The organs of a 13-year-old boy who died after falling through a roof helped improve the lives of up to five other youngsters, an inquest heard today.

The organs of a 13-year-old boy who died after falling through a roof helped improve the lives of up to five other youngsters, an inquest heard today.

Dublin City Coroner’s Court heard Darren McNally of Carrickmacross, Co Monaghan, was playing on the roof of a supermarket storage shed with three friends when the accident happened.

Darren was rendered unconscious after he fell 18-feet through a Perspex sheet to the ground below. He died in Dublin’s Beaumont Hospital six days later on September 27, 2003 from severe head injuries.

Coroner Dr Brian Farrell commended Darren’s parents Olivia and Ray McNally for their generosity at such a traumatic time.

He said: “Beaumont hospital have written that at the time of Darren’s death you granted consent for organ harvesting. They said four or five patients have benefited as a result.”

Darren’s friend Alan Brady, 14, told the inquest they had all been at the Credit Union’s 40th Anniversary party in the town that Sunday September 21, 2003.

He said they went down a lane off the main street and into a yard. He told the inquest that at the top of some steps they saw a pallet stacked against the wall of a shed.

Alan said four of them climbed up on the Perspex and galvanised steel roof to play.

“The game of tig was to run from one roof to another,” he said.

The inquest heard one of the boys had walked on the Perspex and it had cracked.

“Darren said ’to watch and now walk about on it again as it was weak stuff’,” Alan said.

He said Darren had been jumping on the roof, he didn’t think he saw the Perspex piece and he fell down onto the floor.

Kyle Meegan, 14 said: “I heard a crack and he was gone, then I heard nothing.”

The boys told the inquest they climbed down from the roof and began trying to open the locked shed door.

Kyle ran to get help and he met Darren’s sister Mara.

The boys then managed to hold part of the door open, they wrapped a jumper around his head, and carried him out.

Garda Valerie Campion of Carrickmacross station told the court Mara came into the station in a hysterical state and she alerted an ambulance and a local doctor.

She said the boys were all greatly shocked and crying.

Garda Campion said: “I could see the left side of his head was injured and I comforted him as much as possible.”

Darren was rushed to Our Lady of Lourdes Hospital in Co Louth, but was later transferred to Beaumont Hospital.

The inquest heard he was at the lowest level of unconsciousness possible for life and he did not wake up before he died six-days later.

A post-mortem revealed he had sustained severe head injuries, including contusion of the brain and a fractured skull, in the fall.

Garda Campion contacted the supermarket storage shed’s owner Gus O’Gorman and examined the area.

She said: “The main entrance was padlocked.”

Garda Campion told the inquest the boys went into the yard through “undergrowth one would have had to literally get down on your hunkers. It was possibly either a laneway or a part of the property not used in normal circumstances”.

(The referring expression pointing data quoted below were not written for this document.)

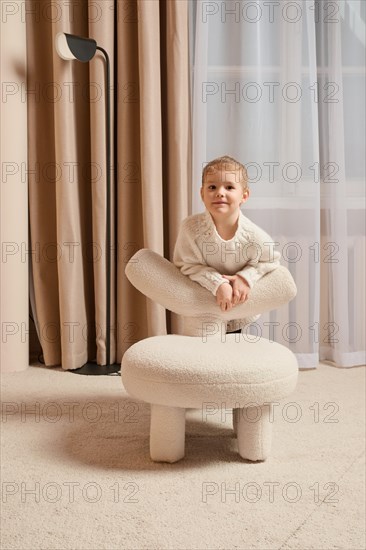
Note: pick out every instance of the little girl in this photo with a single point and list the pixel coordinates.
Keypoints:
(220, 248)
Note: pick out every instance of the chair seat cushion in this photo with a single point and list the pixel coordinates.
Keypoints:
(184, 371)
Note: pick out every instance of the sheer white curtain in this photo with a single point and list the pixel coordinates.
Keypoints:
(281, 87)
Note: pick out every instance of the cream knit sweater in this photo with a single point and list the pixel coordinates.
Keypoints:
(204, 256)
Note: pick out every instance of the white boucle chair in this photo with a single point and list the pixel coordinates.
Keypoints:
(205, 368)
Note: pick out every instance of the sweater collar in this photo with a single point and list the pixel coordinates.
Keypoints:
(209, 227)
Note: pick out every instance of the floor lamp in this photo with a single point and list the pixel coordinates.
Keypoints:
(71, 47)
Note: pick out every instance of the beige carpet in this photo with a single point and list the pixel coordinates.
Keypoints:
(76, 472)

The court heard the way the boys got in had not been blocked off.

Dr Farrell ruled it was an accidental death. He said it was not a legal requirement but he would inform the Health and Safety Authorities about the accident at the shed as it was in the public’s interest.

He said: “Over the last few years there have been a number of inquests where young persons have died in similar circumstances so I believe it would be in the public interest to do that.”